The United Nations Security Council is meeting Friday to debate its anti-terrorism initiative.
On September 28, the Security Council adopted resolution 13-73, a wide-ranging set of measures designed to root out terrorism around the globe. The resolution was adopted unanimously, an indication of how determined the U.N. is to confront this problem. Now, efforts are underway to encourage every member state to sign on.
The initial phase of implementation is for member states to submit a report assessing their abilities and willingness to fight terrorism. More than 100 countries have already responded.
Richard Ryan is the Irish ambassador to the U.N.. His comments in the debate were typical of many speakers. "In resolution 13-73, we placed the United Nations where it belongs: at the center of the international struggle to combat terrorism. Resolution 13-73 is an agenda for resolute and systematic action in combating terrorism. It imposes clear and explicit obligations on all states to combat and suppress international terrorism and to prevent its operation," he said.

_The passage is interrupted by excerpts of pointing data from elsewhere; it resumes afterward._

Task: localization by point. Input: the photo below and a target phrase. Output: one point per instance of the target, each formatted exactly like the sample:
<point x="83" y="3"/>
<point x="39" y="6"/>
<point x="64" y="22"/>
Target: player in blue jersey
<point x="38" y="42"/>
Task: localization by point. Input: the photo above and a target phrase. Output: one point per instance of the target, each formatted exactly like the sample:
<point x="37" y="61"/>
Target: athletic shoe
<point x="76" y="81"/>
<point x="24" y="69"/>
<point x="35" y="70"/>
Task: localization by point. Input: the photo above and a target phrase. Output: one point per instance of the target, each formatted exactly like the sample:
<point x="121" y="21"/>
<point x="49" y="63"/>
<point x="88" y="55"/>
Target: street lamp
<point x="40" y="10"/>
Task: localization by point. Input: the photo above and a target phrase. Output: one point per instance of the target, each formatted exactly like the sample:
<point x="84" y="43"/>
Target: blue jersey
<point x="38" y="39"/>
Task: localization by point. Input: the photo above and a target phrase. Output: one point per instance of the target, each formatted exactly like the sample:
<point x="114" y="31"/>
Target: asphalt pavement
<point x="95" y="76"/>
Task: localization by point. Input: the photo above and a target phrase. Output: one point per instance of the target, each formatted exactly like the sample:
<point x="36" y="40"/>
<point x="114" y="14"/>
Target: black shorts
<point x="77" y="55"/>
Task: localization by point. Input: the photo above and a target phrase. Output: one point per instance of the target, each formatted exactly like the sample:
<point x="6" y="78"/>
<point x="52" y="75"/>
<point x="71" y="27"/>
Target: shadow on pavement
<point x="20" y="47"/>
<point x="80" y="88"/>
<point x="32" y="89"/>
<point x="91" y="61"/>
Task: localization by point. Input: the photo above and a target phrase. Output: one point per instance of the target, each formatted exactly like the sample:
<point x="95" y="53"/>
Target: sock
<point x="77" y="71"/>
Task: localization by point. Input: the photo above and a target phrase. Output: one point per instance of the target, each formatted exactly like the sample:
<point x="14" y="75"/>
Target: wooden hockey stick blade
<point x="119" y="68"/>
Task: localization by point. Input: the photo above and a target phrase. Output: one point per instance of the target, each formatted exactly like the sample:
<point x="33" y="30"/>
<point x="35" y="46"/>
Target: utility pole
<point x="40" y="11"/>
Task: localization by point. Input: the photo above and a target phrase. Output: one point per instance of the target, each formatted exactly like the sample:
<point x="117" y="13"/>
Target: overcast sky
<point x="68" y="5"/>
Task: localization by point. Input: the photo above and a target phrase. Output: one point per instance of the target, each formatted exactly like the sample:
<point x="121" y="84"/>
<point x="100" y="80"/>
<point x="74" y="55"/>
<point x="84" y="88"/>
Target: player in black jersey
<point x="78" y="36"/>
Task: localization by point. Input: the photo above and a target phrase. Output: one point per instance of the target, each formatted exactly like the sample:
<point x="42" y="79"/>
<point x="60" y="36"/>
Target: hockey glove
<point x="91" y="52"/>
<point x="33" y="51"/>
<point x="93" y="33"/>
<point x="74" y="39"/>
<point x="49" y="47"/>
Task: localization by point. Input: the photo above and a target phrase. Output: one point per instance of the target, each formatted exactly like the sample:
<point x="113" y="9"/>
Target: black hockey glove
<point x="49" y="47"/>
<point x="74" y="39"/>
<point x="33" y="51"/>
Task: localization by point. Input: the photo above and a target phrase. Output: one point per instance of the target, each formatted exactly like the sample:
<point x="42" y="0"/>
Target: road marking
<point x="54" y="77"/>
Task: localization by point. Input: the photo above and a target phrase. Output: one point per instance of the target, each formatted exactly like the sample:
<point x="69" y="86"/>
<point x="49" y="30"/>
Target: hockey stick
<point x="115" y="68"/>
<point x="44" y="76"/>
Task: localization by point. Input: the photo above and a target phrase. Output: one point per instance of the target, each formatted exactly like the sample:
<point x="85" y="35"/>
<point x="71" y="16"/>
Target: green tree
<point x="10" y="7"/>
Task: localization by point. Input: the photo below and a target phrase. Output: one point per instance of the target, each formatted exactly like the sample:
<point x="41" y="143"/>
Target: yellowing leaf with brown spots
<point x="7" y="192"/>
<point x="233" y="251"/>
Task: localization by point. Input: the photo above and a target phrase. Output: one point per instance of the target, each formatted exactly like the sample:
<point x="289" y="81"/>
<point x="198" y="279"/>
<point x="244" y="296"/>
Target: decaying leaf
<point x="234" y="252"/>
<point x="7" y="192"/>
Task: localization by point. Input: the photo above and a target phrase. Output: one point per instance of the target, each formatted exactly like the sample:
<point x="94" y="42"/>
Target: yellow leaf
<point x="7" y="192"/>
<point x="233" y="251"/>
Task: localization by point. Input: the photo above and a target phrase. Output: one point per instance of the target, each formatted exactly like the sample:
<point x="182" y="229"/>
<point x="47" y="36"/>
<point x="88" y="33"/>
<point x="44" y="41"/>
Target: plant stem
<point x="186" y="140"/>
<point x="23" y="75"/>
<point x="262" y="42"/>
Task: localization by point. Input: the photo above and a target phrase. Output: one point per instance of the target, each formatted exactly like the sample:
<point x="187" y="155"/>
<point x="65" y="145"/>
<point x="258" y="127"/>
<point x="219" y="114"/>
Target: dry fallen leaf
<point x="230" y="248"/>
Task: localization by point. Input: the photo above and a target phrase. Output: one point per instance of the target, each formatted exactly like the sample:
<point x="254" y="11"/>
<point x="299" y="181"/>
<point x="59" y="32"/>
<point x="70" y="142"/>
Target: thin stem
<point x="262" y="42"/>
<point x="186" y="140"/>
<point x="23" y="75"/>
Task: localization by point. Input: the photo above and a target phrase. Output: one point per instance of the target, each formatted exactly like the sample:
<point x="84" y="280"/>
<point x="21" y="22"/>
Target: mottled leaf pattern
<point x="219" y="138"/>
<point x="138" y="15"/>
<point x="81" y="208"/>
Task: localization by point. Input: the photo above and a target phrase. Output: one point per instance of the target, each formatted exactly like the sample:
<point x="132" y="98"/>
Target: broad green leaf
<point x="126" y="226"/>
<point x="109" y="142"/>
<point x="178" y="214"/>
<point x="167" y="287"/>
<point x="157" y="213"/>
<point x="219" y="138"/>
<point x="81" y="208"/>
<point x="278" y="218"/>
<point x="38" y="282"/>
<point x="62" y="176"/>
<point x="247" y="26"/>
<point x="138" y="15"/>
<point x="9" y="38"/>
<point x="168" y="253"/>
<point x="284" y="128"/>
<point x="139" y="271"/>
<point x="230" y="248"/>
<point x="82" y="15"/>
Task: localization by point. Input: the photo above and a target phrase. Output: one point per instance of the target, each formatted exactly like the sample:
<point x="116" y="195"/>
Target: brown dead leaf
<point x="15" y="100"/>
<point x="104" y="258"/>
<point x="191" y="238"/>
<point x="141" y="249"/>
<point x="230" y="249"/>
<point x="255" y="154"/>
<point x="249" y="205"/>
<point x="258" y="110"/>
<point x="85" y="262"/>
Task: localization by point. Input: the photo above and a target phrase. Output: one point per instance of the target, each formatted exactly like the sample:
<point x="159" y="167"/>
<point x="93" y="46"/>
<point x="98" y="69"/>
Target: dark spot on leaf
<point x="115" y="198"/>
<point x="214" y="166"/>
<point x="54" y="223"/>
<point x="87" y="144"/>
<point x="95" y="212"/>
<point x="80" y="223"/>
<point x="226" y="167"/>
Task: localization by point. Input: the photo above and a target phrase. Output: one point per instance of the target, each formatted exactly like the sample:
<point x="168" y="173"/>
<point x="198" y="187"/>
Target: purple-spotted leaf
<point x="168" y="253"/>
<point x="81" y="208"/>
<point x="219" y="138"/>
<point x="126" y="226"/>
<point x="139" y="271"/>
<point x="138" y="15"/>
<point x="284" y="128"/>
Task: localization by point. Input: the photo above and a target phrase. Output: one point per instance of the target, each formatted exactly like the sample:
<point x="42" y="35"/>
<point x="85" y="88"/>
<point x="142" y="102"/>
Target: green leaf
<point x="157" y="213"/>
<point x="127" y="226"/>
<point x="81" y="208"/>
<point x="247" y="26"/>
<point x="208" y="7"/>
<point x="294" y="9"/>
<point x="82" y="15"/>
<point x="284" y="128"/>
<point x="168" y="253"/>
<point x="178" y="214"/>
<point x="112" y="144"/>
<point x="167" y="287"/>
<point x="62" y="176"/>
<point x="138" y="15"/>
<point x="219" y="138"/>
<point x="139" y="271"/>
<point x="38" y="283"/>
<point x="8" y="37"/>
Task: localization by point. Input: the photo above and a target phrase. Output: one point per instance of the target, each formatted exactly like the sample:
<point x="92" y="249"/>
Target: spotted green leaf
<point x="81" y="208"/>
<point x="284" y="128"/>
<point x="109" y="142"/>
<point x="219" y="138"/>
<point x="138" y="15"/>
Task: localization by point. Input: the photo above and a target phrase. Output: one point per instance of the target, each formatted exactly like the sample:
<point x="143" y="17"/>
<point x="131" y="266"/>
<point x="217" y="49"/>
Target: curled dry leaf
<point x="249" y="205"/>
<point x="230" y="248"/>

India's ambassador, Kamalesh Sharma agreed. He said his country unreservedly supports the resolution. And, he encouraged the Security Council to maintain its momentum as it moves ahead with the anti-terrorism initiative.
"Resolution 13-73 marks a watershed in our common combat against terrorism," he went on to say. "In our view it is a most ambitious and timely undertaking of the Security Council. In fulfillment of its responsibility to maintaining international peace and security. The Council must act swiftly and resolutely to implement the counter-terrorism legislation with neither fear nor favor."
As part of the implementation phase, a Committee has been set up to oversee all aspects of resolution 13-73. The British ambassador to the U.N., Jeremy Greenstock, has been appointed to lead this committee. As the debate got underway, he released a letter to the President of the Security Council in which he stressed the need for immediate implementation.
In insisting all countries adopt the terms of the resolution, Mr. Greenstock wrote, "Every government holds a responsibility for ensuring there is no weak part of the chain."